While Rooney completed her final shot, Skinner stood motionless silently contemplating the enormity of what had just occurred. She had just joined Suzie Balogh, Russell Mark and Michael Diamond as Australian Olympic Games Shooting gold medallists.

“That was the realisation that I had won a medal, I’d won an Olympic medal, and that I’d won the Olympic gold medal. And by the time I had said that to myself, Natalie had shot her final target and I turned around to absolute chaos,” she explained.

“There was a heavy dose of elation and then there is that ‘oh no, what have I got myself into” moment because you are flooded with people.”

Skinner won’t be attending the Tokyo Olympics to defend her title this year after Penny Smith and Laetisha Scanlan were named in the Australian team following the Olympic nomination trials last year.

Compared to the Rio Olympics cycle where she was shooting on average 800 targets a month, Skinner only shot around 2000 targets in training in the 12 months prior to the Tokyo Olympic nomination trials because of her work commitments.

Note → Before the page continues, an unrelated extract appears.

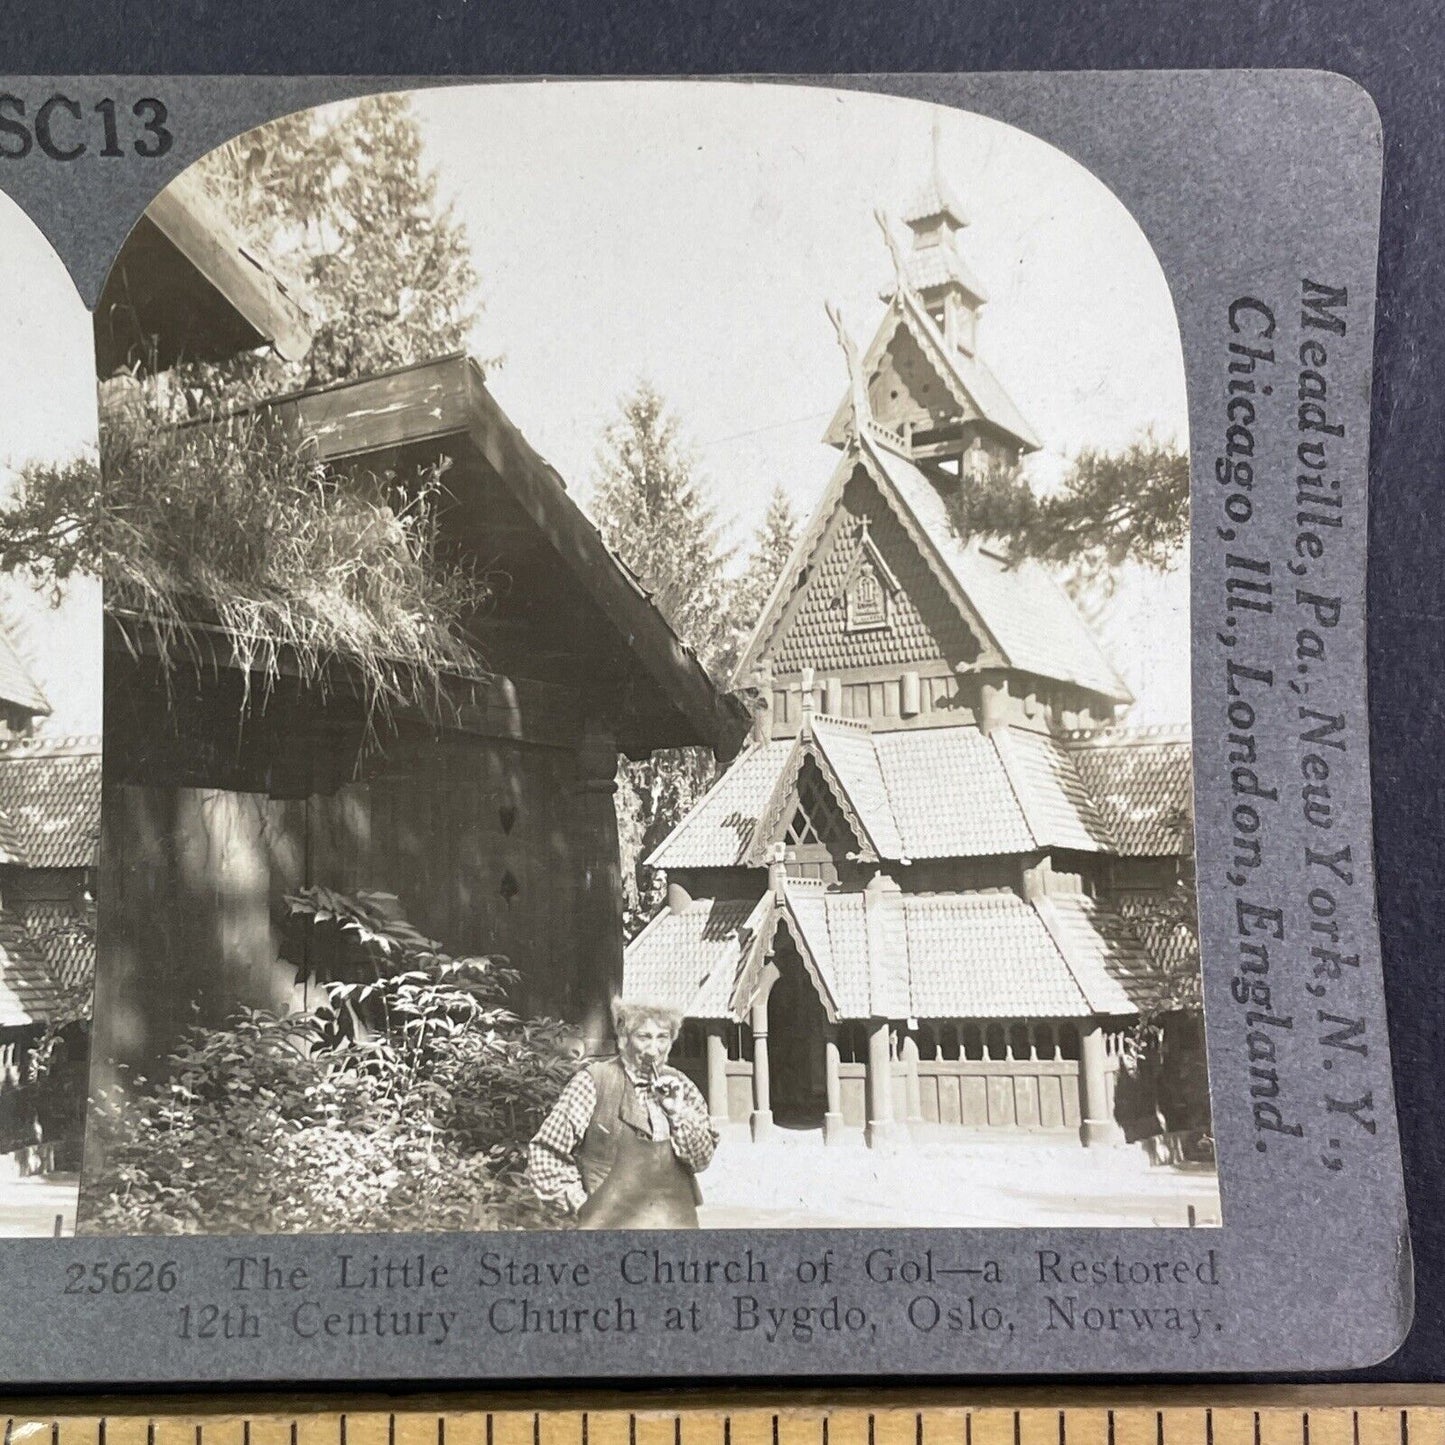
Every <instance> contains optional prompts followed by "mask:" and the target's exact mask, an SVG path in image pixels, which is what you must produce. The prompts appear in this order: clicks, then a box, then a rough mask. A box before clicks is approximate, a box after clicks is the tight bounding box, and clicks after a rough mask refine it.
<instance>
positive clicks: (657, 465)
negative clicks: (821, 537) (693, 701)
mask: <svg viewBox="0 0 1445 1445" xmlns="http://www.w3.org/2000/svg"><path fill="white" fill-rule="evenodd" d="M592 513H594V516H595V517H597V523H598V527H600V529H601V533H603V539H604V540H605V542H607V545H608V546H610V548H611V549H613V551H614V552H616V553H617V555H618V556H620V558H621V559H623V561H624V562H626V564H627V565H629V566H630V568H631V569H633V571H634V572H636V574H637V577H639V578H640V579H642V582H643V585H644V587H646V588H647V590H649V591H650V592H652V598H653V603H655V604H656V605H657V608H659V610H660V611H662V614H663V616H665V617H666V618H668V621H670V623H672V626H673V630H675V631H676V633H678V636H679V637H682V639H683V642H688V643H691V644H692V647H694V649H695V650H696V653H698V657H699V659H701V660H702V665H704V666H705V668H709V669H717V668H718V665H720V662H722V660H725V652H727V647H728V643H730V640H731V631H733V626H731V610H730V601H731V598H730V591H731V588H730V587H728V578H727V564H728V559H730V553H728V551H727V549H725V548H724V546H722V540H721V533H720V529H718V523H717V513H715V512H714V509H712V506H711V504H709V503H708V500H707V497H705V496H704V491H702V484H701V477H699V475H698V470H696V460H695V457H694V454H692V451H691V449H689V447H688V445H686V442H685V441H683V438H682V434H681V429H679V423H678V419H676V418H675V416H673V415H672V413H670V410H669V409H668V406H666V403H665V402H663V399H662V397H660V396H659V394H657V390H656V387H653V386H652V384H650V383H647V381H642V383H639V384H637V387H636V390H633V393H631V394H630V396H627V397H624V399H623V403H621V410H620V415H618V418H617V420H616V422H613V425H611V426H608V428H607V431H605V434H604V436H603V445H601V448H600V451H598V457H597V478H595V484H594V487H592Z"/></svg>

Her training has been further limited since the outbreak of COVID-19 last year and the restrictions imposed in Victoria.

As a result, Skinner fired her first shot since the last Olympic selection events last March at the Scalzone Cup Invitational at the Melbourne Gun Club earlier this month.

But while her shotgun has been gathering dust over the past 10 months, Skinner’s Olympic ambitions have not, and she is eyeing an Australian team berth for the 2024 Paris Olympics.

“There is always the next goal, the next dream,” she said.